El Trompetero y la Guillotina

Hace muchos siglos, en una terrible batalla, un joven trompetero animaba a los soldados en la pelea con los sonidos de su trompeta.

Cuando terminó la batalla y su ejército perdió, fue tomado como prisionero. Defendiéndose para no ir a la guillotina, decía:

—Por favor, no me maten.

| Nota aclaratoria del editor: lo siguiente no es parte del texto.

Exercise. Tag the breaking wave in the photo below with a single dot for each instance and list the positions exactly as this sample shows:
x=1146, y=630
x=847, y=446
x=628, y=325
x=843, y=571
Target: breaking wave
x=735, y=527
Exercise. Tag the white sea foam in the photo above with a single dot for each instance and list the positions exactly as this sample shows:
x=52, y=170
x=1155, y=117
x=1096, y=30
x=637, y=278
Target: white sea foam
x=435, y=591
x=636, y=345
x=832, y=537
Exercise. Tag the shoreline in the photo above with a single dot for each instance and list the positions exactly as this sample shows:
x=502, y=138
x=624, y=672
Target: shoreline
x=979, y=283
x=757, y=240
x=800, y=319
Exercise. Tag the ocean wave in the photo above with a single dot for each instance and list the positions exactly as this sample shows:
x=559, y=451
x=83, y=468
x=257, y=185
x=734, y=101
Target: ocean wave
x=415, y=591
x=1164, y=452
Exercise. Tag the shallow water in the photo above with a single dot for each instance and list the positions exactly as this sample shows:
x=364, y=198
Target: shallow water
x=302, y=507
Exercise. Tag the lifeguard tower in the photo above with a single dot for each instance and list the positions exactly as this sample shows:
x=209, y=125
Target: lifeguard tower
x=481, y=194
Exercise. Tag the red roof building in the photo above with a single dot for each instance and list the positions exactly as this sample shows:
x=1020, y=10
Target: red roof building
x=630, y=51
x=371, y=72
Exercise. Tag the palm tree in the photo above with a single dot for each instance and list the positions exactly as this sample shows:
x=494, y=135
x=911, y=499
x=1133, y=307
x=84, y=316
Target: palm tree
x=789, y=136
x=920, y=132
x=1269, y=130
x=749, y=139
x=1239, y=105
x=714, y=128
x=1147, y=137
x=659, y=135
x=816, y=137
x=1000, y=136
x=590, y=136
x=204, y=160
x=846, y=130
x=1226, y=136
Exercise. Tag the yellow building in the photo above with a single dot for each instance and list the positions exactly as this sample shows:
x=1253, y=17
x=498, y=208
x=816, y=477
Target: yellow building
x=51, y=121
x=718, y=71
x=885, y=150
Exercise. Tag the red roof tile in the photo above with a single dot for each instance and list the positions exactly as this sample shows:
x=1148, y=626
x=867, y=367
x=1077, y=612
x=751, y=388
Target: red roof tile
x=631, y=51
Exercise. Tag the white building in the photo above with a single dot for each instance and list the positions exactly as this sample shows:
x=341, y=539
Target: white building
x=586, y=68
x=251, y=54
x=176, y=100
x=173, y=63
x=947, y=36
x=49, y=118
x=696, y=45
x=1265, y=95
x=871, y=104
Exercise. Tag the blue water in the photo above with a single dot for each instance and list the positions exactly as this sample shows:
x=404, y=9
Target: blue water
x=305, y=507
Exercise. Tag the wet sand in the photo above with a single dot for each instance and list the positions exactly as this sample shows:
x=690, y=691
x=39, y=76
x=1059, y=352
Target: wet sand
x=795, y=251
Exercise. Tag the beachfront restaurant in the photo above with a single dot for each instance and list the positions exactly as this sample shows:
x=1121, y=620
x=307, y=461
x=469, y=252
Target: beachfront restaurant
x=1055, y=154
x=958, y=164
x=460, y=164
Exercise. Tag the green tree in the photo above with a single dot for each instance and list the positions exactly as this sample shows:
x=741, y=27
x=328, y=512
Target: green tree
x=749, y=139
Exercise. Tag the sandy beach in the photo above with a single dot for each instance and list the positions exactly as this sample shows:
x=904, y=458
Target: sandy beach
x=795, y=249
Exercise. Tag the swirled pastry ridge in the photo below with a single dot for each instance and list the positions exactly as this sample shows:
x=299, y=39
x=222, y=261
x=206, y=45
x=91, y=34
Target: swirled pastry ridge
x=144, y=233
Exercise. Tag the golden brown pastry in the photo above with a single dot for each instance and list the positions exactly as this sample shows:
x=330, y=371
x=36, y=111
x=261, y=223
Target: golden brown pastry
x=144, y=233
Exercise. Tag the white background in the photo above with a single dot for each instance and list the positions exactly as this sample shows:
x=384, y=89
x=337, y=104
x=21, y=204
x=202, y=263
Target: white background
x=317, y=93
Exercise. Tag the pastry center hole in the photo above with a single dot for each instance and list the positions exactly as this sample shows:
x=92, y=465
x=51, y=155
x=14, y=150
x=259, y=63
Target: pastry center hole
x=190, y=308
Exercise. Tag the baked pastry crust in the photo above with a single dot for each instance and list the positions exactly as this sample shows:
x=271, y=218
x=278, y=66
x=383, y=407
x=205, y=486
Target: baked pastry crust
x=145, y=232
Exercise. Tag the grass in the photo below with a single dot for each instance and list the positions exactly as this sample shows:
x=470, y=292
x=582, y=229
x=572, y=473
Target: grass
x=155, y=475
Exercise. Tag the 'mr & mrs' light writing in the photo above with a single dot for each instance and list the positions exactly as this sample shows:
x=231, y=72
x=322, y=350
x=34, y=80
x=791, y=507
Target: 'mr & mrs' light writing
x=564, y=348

Miren que solo soy un trompetero, mi trabajo consiste en tocar la trompeta.

—Esta misma circunstancia agrava tu delito —le contestaron sus enemigos—. Pues si bien tú no combatías, animabas el ardor de los demás con tus tocatas. ¡¡A la guillotina!!

 

REFLEXIÓN/MORALEJA:

Más dignos son de castigo los que incitan a los otros para que cometan algún delito, que los mismos que lo cometen.

 

ORACIÓN FINAL

Oh Señor, que no sea yo trompeta que anima al mal con sonidos alegres, sino voz que apaga el furor.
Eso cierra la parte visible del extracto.